Tratado de Roma y de la UE
Así las cosas, el coordinador de los diputados castellano-manchegos socialistas en el Congreso, Alejandro Alonso, ha anunciado la presentación de una Proposición no de Ley ante la Comisión Constitucional del Parlamento nacional para instar al Gobierno de España a que obligue a revocar el “pucherazo electoral de Cospedal porque vulnera varios de los Tratados Internacionales más importantes de los que ha suscrito España en esta materia”. Alonso ha recordado que la decisión unilateral de la presidenta de Castilla-La Mancha vulnera los principios del consenso y del plazo en el que no se puede producir modificaciones electorales que se recogen en el Tratado de Roma de la UE, y en los articulados sobre esta cuestión tanto por el Consejo de Europa como por la OSCE (ver PNL).

A siete meses de las elecciones
En este sentido, el diputado socialista subrayaba que el Tratado de la Unión Europea establece que no se pueden variar las normas electorales cuando quede menos de un año para un proceso. “Y si se hace, no puede aplicarse esa nueva norma en las siguientes elecciones”, señala Alonso, para seguidamente recordar que “en el caso de Cospedal lo ha hecho a solo siete meses de las elecciones” autonómicas que tendrán lugar el próximo 24 de mayo.

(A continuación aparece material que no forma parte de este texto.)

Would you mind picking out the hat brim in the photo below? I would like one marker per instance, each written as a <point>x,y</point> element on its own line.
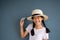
<point>45,17</point>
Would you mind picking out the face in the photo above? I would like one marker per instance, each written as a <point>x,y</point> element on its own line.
<point>37,19</point>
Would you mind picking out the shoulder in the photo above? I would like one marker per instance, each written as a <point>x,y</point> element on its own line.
<point>30,24</point>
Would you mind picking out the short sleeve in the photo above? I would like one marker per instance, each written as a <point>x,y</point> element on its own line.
<point>46,36</point>
<point>29,27</point>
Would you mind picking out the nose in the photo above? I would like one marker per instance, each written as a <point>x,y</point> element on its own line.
<point>36,19</point>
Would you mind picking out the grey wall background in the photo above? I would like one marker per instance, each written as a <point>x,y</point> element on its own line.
<point>11,12</point>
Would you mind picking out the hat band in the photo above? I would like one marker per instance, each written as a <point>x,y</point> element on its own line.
<point>35,14</point>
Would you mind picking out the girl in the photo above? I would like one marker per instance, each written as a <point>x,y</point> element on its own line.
<point>37,29</point>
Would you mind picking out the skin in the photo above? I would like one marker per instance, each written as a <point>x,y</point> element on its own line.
<point>36,19</point>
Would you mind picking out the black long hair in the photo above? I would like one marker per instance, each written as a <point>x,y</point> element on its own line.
<point>32,31</point>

El Tratado también recoge que ese tipo de legislación debe ser siempre fruto del pacto y del consenso político, como así lo establecen las regulaciones de Consejo de Europa y OSCE. Por todo ello, se pregunta “¿si esta es la regeneración democrática de la que habla el PP, porque a mí me parece degeneración y regresión democrática?”

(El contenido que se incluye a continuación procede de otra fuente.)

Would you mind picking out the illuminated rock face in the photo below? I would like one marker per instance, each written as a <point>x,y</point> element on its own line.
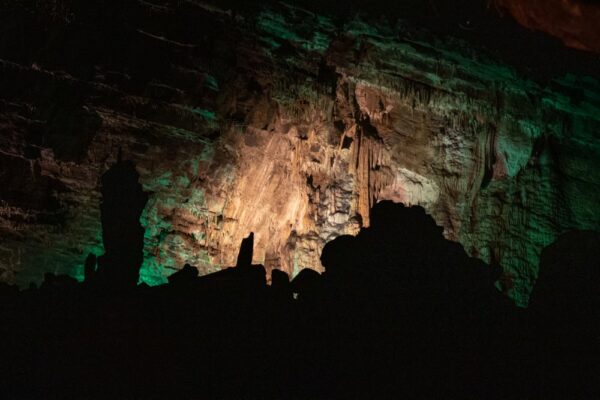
<point>288,126</point>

El PSOE quiere que Rajoy dé la cara
Argumentos, como se puede ver en la PNL, sobran, por lo tanto solo falta que el presidente del Gobierno de España, Mariano Rajoy, dé la cara y diga si “asume o no su función constitucional de comprometerse a que España cumpla con los tratos internacionales”, añade Alonso, “Rajoy debe revocar la decisión de Cospedal porque es injusta, antidemocrática y vulnera los citados acuerdos”. Aún es más, Alejandro Alonso ha advertido al PP que no van a dejar caer en saco roto su propuesta, a pesar de que el Grupo Popular goza de una amplia mayoría absoluta en la Cámara Baja. Y van a insistir porque la proposición esta "fundada en el derecho y avalada por ineludibles tratados internacionales”, ha recalcado.

En manos de García-Tizón
Sin embargo, el PSOE sabe que cuando llegue la Proposición no de Ley a la Comisión Constitucional, el PP será más beligerante de lo que ha sido hasta ahora ya que dicha comisión está presidida por un fiel servidor de María Dolores Cospedal, polémico como pocos, agresivo en su oratoria y, tal vez, el diputado mejor pagado (120.000 euros) de la Carrera de San Jerónimo, exceptuando la Mesa del Congreso (y no todos sus integrantes). Por eso, porque Arturo García-Tizón es parte implicada en el asunto (diputado por Toledo, presidente de la Diputación y del PP provincial, además de concejal en el Ayuntamiento capitalino) y porque su objetividad brillará por su patente ausencia, debería abstenerse y delegar en el vicepresidente primero de la Comisión, Juan Carlos Vera,  también del PP, para presidir la sesión, y aunque no prospere la iniciativa socialista al menos los conservadores habrán suavizado un poco el escandaloso apoyo que prestaron a Cospedal para que ésta asestara un “golpe”  posiblemente democrático, pero a todas luces inmoral.